REZENSION: ZEIT DER ZAUBERER

Würde Wolfram Eilenberger in seinem Buch Zeit der Zauberer von einer magischen Zaubereischule im Vereinigten Königreich schreiben, so hießen die vier Häuser der Schule Haus Wittgenstein, Haus Cassirer, Haus Heidegger und Haus Benjamin.

Doch anstelle von magischen Kreaturen, Todesflüchen und Teenager-Liebe geht es um vier große deutsch-sprachige Philosophen der 1920er Jahre. In meiner Muggel-Schule wurde Philosophie leider nicht als Unterrichtsfach angeboten. Lediglich im Religionsunterricht wurde der der Themenkomplex kurz angeschnitten, wenn auch eher nebensächlich. Oft ging es dabei lediglich um Religions- und Glaubenskritik. Aber immerhin lernte man da schon mal, wer eigentlich Albert Camus war.

Aus diesem Grund war Eilenbergers Werk für mich der erste echte (freiwillig gewählte) Berührungspunkt mit dem weitläufigen Feld der Philosophie. Da verwundert es nicht, dass ich von den thematisierten philosophischen Ansätzen im Grunde weniger als 10% wirklich verstanden habe. Nichtsdestotrotz hielt mich der lebhaft gehaltene biographische Teil über die Zauberer stets bei Laune, sodass die Lektüre trotz zwischenzeitlicher Konfusion und spätabendlichem Kopfbrummen relativ kurzweilig blieb.

Selbst dass ich circa jeden siebten Satz zwei- bis dreimal wiederholen musste, hat meiner Lesefreude keinen Abbruch getan. Möglicherweise ist Zeit der Zauberer nicht das ideale Einstiegswerk in diese intellektuell recht fordernde Thematik. Für mich unwissenden Laien hat es diesen Zweck dennoch ganz gut erfüllt. Denn nun weiß ich nicht mehr länger nur, wer Albert Camus war, sondern werde auf zukünftigen Steh-Partys auch wild mit den Namen Ernst Cassirer, Martin Heidegger, Ludwig Wittgenstein und Walter Benjamin jonglieren können.

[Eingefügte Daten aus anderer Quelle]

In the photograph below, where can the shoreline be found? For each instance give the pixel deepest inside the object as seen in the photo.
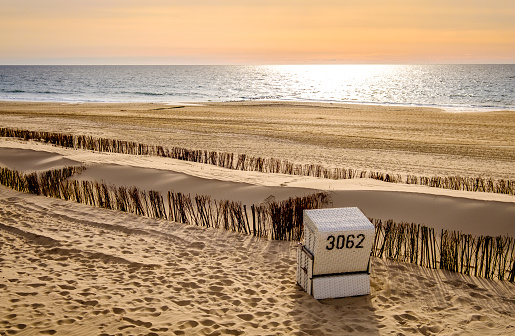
(443, 108)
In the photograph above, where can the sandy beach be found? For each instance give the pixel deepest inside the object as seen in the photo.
(71, 269)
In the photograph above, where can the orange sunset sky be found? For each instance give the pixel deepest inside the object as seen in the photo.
(256, 31)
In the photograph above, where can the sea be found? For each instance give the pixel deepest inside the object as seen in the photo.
(482, 87)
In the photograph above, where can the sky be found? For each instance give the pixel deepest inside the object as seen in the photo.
(256, 31)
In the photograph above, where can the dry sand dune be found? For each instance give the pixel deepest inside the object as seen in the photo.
(69, 269)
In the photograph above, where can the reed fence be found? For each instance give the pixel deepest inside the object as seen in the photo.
(276, 220)
(251, 163)
(482, 256)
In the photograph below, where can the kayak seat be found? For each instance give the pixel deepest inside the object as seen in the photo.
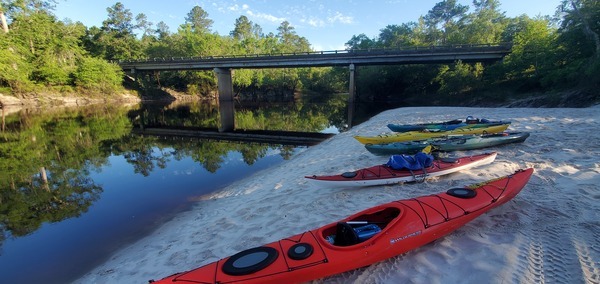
(345, 235)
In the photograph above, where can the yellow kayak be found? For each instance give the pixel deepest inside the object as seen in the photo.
(421, 135)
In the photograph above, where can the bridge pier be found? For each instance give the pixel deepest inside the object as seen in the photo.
(226, 111)
(352, 87)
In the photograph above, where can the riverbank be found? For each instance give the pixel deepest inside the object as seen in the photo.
(547, 233)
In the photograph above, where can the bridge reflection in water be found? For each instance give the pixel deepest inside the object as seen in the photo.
(221, 128)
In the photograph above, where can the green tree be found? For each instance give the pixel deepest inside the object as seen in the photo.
(98, 75)
(441, 20)
(198, 19)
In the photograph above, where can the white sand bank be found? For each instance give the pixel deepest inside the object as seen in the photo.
(549, 233)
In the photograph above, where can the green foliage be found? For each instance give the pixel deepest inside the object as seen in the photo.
(98, 75)
(40, 50)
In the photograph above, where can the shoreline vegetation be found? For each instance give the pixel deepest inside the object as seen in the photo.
(555, 60)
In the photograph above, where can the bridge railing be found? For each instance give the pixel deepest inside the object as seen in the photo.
(412, 49)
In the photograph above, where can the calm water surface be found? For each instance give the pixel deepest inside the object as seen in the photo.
(76, 185)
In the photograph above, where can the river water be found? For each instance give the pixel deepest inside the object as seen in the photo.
(76, 184)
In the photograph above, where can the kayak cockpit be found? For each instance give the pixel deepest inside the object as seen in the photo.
(360, 228)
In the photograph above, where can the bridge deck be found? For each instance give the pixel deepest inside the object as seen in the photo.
(420, 55)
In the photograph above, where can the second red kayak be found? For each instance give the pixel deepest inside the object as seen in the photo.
(383, 174)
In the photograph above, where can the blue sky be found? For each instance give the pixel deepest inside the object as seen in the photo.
(326, 24)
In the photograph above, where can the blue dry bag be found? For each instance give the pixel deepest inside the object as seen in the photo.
(416, 162)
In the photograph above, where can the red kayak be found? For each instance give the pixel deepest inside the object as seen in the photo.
(383, 174)
(367, 237)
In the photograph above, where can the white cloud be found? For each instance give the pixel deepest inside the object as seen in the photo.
(263, 16)
(313, 22)
(339, 17)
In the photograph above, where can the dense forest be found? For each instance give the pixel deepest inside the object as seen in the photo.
(551, 55)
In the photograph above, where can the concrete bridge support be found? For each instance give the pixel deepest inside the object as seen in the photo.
(351, 87)
(225, 85)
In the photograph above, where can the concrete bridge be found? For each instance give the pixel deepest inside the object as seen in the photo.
(222, 65)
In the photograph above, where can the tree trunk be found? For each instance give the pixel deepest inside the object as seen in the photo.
(587, 30)
(44, 178)
(3, 22)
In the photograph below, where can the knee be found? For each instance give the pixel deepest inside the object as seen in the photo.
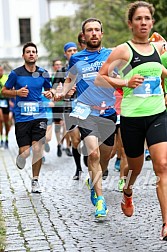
(94, 156)
(161, 167)
(37, 149)
(57, 128)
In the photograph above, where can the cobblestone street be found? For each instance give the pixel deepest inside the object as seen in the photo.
(62, 217)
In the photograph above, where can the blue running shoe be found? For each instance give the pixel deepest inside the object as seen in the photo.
(101, 208)
(93, 196)
(117, 165)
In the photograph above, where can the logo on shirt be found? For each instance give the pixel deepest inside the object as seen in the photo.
(136, 59)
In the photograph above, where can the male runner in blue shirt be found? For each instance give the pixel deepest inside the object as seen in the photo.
(94, 111)
(26, 83)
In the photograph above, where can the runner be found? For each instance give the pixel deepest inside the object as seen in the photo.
(143, 111)
(26, 83)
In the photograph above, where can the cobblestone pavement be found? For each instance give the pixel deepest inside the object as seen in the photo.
(62, 217)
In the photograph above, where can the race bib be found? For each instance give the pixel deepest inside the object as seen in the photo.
(150, 86)
(3, 103)
(81, 111)
(29, 108)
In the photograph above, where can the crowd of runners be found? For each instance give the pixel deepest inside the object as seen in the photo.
(103, 102)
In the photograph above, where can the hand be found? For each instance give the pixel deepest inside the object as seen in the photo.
(71, 91)
(58, 96)
(135, 81)
(48, 94)
(23, 92)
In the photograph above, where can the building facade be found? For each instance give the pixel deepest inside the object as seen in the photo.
(21, 21)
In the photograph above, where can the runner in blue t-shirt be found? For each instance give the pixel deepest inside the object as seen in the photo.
(26, 83)
(94, 110)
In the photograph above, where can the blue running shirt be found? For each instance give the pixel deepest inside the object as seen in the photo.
(85, 65)
(30, 107)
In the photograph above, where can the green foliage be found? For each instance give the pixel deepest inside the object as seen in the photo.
(63, 29)
(112, 14)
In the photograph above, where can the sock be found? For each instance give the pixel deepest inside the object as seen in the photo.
(128, 195)
(77, 159)
(35, 178)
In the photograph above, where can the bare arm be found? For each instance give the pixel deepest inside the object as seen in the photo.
(117, 59)
(22, 92)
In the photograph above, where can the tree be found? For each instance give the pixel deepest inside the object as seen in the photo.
(63, 29)
(160, 17)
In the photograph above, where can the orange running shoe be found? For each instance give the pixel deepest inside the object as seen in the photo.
(164, 232)
(127, 205)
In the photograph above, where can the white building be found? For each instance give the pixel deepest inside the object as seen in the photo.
(21, 21)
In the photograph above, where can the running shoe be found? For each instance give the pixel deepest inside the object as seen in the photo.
(117, 165)
(20, 162)
(147, 155)
(35, 186)
(59, 151)
(127, 205)
(47, 147)
(68, 152)
(164, 232)
(1, 143)
(101, 207)
(43, 160)
(93, 196)
(105, 175)
(121, 184)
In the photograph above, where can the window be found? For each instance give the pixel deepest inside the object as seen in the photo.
(25, 30)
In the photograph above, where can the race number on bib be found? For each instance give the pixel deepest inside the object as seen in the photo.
(81, 111)
(29, 108)
(150, 86)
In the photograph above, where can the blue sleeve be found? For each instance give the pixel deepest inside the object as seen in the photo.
(47, 83)
(72, 65)
(11, 81)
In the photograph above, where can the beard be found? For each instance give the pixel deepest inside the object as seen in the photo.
(92, 45)
(30, 62)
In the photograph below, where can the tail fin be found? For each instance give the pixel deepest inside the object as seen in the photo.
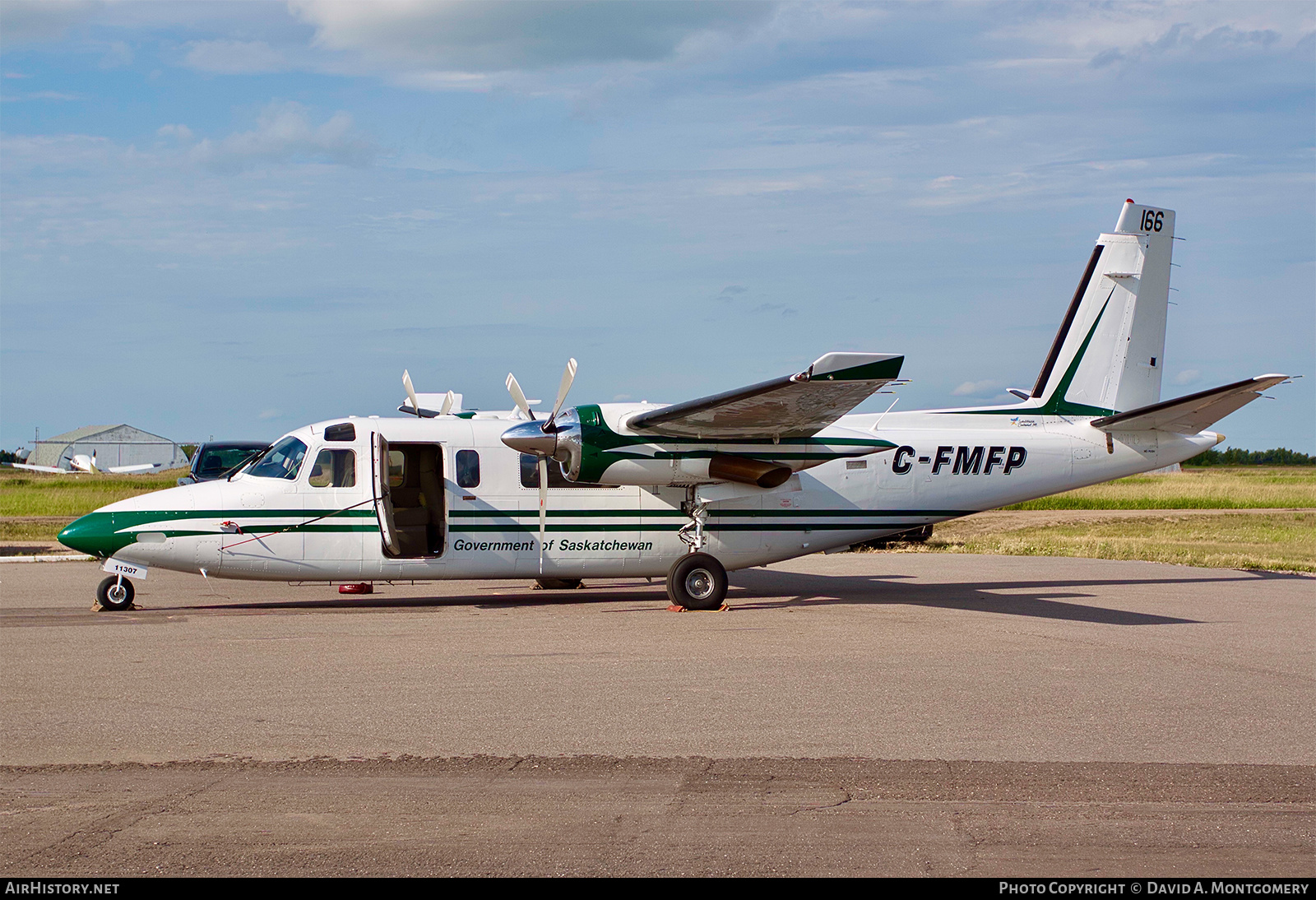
(1110, 350)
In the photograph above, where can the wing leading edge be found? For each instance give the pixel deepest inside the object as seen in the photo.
(793, 406)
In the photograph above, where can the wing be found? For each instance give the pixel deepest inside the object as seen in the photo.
(1191, 414)
(793, 406)
(125, 470)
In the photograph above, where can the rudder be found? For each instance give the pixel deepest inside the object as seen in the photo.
(1109, 353)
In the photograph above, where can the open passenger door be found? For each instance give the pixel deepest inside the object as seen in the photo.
(383, 503)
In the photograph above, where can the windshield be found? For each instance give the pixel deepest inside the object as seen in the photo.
(216, 461)
(283, 459)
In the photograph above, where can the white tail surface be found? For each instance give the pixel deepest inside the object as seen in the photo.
(1110, 350)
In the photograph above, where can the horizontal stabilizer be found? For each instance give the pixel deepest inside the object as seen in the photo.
(793, 406)
(1191, 414)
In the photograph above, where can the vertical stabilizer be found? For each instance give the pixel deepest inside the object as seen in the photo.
(1110, 350)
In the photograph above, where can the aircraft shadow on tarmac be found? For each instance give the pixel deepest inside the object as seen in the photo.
(776, 590)
(1041, 601)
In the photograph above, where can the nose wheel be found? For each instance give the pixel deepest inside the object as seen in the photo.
(115, 592)
(697, 582)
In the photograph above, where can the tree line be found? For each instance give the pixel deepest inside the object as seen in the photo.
(1237, 457)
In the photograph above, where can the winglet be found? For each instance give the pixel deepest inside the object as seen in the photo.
(1193, 414)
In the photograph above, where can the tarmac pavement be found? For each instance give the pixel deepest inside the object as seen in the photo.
(853, 713)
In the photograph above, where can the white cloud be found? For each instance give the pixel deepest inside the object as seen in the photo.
(977, 388)
(236, 57)
(41, 20)
(285, 132)
(181, 132)
(500, 35)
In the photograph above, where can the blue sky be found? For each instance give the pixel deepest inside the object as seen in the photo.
(234, 219)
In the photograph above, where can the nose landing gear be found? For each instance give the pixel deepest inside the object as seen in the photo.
(697, 582)
(116, 592)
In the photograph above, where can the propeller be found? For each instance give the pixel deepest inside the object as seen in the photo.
(541, 445)
(411, 392)
(449, 399)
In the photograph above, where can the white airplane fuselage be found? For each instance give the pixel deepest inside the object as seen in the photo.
(944, 465)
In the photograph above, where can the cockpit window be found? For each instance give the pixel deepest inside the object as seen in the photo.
(335, 469)
(283, 459)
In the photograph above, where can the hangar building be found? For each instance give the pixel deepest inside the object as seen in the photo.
(115, 445)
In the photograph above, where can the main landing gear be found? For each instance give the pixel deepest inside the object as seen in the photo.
(115, 592)
(697, 582)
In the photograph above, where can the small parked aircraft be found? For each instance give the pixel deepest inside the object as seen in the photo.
(686, 491)
(83, 465)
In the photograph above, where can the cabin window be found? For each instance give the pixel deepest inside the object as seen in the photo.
(467, 469)
(341, 432)
(283, 459)
(335, 469)
(531, 476)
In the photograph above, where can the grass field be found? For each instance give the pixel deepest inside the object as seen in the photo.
(1278, 541)
(35, 494)
(1224, 487)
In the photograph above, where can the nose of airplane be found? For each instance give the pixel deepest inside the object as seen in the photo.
(95, 535)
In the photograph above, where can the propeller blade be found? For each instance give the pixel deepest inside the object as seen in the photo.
(411, 392)
(568, 377)
(517, 397)
(544, 504)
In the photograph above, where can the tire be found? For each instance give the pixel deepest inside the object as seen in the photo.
(114, 594)
(557, 583)
(697, 582)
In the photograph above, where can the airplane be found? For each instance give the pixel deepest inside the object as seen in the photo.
(83, 465)
(686, 491)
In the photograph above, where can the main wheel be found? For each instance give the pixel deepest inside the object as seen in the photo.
(697, 582)
(557, 583)
(115, 594)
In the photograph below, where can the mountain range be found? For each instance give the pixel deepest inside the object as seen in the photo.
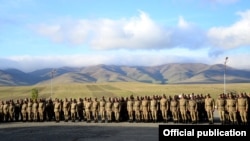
(188, 73)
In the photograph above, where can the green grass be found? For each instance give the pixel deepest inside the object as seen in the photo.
(117, 89)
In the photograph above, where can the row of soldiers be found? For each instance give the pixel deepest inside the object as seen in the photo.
(183, 108)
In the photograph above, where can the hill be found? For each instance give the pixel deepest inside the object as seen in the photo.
(174, 73)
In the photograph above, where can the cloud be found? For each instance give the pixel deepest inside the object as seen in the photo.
(139, 32)
(233, 36)
(224, 2)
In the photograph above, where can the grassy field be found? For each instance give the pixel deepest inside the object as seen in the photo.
(116, 89)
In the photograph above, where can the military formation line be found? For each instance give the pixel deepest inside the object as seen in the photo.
(183, 108)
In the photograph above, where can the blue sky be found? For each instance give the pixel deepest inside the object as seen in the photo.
(36, 34)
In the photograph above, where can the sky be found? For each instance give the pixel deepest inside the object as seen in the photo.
(37, 34)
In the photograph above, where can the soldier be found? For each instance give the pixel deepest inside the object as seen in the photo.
(49, 110)
(11, 110)
(18, 110)
(108, 109)
(137, 109)
(209, 107)
(73, 110)
(88, 106)
(154, 108)
(24, 110)
(102, 109)
(85, 100)
(80, 109)
(232, 109)
(6, 111)
(145, 109)
(243, 108)
(57, 110)
(192, 108)
(221, 108)
(95, 109)
(174, 108)
(164, 106)
(183, 103)
(117, 109)
(1, 111)
(130, 110)
(123, 110)
(41, 109)
(35, 110)
(29, 110)
(66, 109)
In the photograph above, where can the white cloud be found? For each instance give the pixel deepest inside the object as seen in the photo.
(234, 36)
(139, 32)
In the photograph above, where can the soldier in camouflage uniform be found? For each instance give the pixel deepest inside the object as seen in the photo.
(130, 103)
(41, 109)
(232, 109)
(95, 109)
(175, 109)
(209, 107)
(221, 108)
(243, 108)
(192, 108)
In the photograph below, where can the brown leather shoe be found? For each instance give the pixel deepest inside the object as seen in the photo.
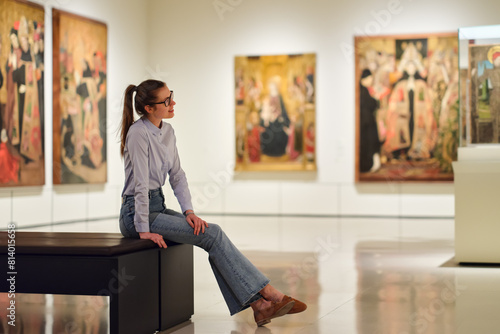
(277, 309)
(297, 307)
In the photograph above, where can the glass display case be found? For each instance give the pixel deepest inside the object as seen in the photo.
(479, 71)
(477, 169)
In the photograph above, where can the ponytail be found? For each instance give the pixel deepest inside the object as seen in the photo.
(145, 95)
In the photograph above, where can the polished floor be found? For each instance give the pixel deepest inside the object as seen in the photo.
(367, 276)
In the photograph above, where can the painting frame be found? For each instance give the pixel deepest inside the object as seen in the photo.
(482, 65)
(79, 99)
(22, 103)
(407, 108)
(275, 112)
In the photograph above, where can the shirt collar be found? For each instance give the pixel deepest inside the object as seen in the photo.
(153, 128)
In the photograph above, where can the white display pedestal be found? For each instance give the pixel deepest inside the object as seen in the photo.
(477, 204)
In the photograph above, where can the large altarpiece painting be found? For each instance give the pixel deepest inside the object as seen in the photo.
(22, 159)
(407, 107)
(79, 121)
(275, 113)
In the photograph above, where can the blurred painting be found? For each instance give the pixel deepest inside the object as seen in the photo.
(22, 161)
(275, 113)
(484, 74)
(407, 107)
(79, 122)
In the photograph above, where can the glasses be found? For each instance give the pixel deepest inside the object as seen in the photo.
(168, 100)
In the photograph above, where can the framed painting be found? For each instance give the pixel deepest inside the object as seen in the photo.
(275, 113)
(407, 107)
(79, 112)
(22, 159)
(484, 78)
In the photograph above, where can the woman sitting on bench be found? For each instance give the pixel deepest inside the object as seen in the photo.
(148, 147)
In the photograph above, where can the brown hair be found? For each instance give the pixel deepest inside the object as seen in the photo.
(145, 95)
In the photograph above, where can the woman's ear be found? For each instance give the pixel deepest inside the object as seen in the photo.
(149, 109)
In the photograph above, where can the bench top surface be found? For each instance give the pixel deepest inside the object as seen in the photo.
(73, 243)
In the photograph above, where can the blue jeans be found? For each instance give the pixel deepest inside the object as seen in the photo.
(238, 279)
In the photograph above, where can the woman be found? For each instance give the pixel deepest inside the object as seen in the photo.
(148, 147)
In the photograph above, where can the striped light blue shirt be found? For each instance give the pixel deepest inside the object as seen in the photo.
(150, 156)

Witzig allerdings, wie Eilenberger – gewollt oder ungewollt – mein Urteil über die vier neu gewonnenen Bekannten direkt beeinflusst hat. Während mir Cassirer mit seiner unaufgeregten, am Boden gebliebenen Herangehensweise genauso wie Heidegger als Schwarzwald-Liebhaber im Laufe der Seiten immer sympathischer wurden, wuchs das Mitleid für Kriegsheimkehrer Wittgenstein, der sich nach und nach als gebrochener Mann, ja als armer Tropf entpuppte.

Am schlechtesten kam allerdings Benjamin weg. Er erschien mir (wie gesagt: einem Laien ohne Vorwissen) schlichtweg als notorischer Lügner, grenzenloser Selbstüberschätzer und ganz allgemein eher unangenehmer Zeitgenosse. Heute wäre er vermutlich Influencer. Dies ist natürlich bloß mein rein subjektiver Eindruck, den ich beim Lesen erhielt. Was womöglich schade ist, denn Genialität wird bei Benjamin reichlich vorhanden gewesen sein. Nur fehlt mir bereits die Lust, mich tiefergehend mit seinem Werk zu befassen. Er geht mir einfach jetzt schon auf den Sack.